In the photo above is a building in Nakajima Park that I've never seen. It played a prominent part, though, in today's TV broadcast by HBC (Hokkaido Broadcasting Company) that "starred" one of my private students, Haruhisa Shirahama, and an American vet, Pat Olski.
The whole program started when Pat first came across photos of Nakajima Park on my website. He had been looking for information on the park because he was stationed there right at the end of World War II. He emailed me with a photo of the building in which the engineers had stayed, asking if it still existed. Because Haru, only 3 or 4 years younger than Pat, was a teenager at the time, I showed it to him. He not only recognized it but also knew what had become of it.

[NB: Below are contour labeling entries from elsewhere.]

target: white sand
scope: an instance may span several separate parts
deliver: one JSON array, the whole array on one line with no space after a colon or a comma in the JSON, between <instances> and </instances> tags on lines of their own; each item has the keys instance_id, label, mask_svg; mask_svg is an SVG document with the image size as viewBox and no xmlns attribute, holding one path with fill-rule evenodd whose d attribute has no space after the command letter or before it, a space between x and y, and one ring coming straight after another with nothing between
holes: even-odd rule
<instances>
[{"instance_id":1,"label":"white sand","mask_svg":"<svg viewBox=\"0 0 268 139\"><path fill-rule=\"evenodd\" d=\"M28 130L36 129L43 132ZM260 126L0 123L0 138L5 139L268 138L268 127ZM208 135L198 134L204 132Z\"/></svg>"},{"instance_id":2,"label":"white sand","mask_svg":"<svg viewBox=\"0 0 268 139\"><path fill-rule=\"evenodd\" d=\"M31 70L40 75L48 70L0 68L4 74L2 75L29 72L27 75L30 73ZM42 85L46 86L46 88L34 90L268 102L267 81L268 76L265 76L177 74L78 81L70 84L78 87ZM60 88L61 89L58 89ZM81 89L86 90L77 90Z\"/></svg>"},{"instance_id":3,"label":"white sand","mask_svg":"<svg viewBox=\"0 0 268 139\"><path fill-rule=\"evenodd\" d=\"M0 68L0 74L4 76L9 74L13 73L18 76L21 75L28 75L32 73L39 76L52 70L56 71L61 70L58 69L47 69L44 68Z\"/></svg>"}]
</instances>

Thus began a long and rewarding correspondence between our class and Pat, as well as many private emails between Haru and Pat.

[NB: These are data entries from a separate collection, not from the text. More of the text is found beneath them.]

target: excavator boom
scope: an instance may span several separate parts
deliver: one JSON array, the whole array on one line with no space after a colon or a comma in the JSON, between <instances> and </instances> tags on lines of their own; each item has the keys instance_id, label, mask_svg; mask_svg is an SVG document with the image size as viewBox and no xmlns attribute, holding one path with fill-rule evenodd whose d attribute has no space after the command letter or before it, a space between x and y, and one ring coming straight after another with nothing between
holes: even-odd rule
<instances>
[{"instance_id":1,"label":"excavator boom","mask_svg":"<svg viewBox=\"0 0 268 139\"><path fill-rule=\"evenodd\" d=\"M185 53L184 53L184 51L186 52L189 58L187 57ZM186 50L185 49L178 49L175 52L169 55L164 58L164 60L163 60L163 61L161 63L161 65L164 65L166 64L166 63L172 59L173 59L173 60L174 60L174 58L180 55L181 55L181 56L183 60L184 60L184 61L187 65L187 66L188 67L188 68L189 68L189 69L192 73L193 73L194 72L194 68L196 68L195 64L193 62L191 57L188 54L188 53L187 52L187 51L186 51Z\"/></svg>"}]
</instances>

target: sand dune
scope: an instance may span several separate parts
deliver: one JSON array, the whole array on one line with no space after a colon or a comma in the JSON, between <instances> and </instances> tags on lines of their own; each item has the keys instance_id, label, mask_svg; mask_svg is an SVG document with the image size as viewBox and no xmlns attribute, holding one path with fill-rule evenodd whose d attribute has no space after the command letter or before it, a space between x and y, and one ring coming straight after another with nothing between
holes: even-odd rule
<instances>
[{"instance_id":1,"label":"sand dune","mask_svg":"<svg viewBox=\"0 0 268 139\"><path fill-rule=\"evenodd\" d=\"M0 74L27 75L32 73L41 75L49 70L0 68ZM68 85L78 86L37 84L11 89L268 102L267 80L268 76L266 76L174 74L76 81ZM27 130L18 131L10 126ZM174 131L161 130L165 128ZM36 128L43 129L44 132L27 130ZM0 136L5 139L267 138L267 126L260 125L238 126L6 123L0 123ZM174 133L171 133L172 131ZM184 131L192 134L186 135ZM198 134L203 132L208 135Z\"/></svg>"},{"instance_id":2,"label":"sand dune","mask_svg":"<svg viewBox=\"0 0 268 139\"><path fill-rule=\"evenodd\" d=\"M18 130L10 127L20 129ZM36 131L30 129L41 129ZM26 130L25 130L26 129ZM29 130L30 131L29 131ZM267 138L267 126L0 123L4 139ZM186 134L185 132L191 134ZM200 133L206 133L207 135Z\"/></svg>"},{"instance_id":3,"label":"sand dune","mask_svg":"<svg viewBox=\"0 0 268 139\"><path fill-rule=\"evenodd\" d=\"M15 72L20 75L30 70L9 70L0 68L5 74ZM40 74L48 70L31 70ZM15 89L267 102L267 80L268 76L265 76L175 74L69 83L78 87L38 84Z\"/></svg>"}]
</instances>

The broadcast was scheduled today, August 15th, in order to coincide with shusen kinenbi, or the ending of World War II. Since the 6-minute segment followed a report on Prime Minister Koizumi's controversial visit to the Yasukuni Shrine, it might have been watched by a large number of people in Hokkaidoi (in addition to my friends, that is).
Because of the TV broadcast, I learned that the building, called Takushoku-kan, was in the park from 1918 to 1979. Below is a view of almost the same place in the park taken this spring. It's hard to believe such a large building stood there for so many years and now no longer exists. The rowboats are still around, though.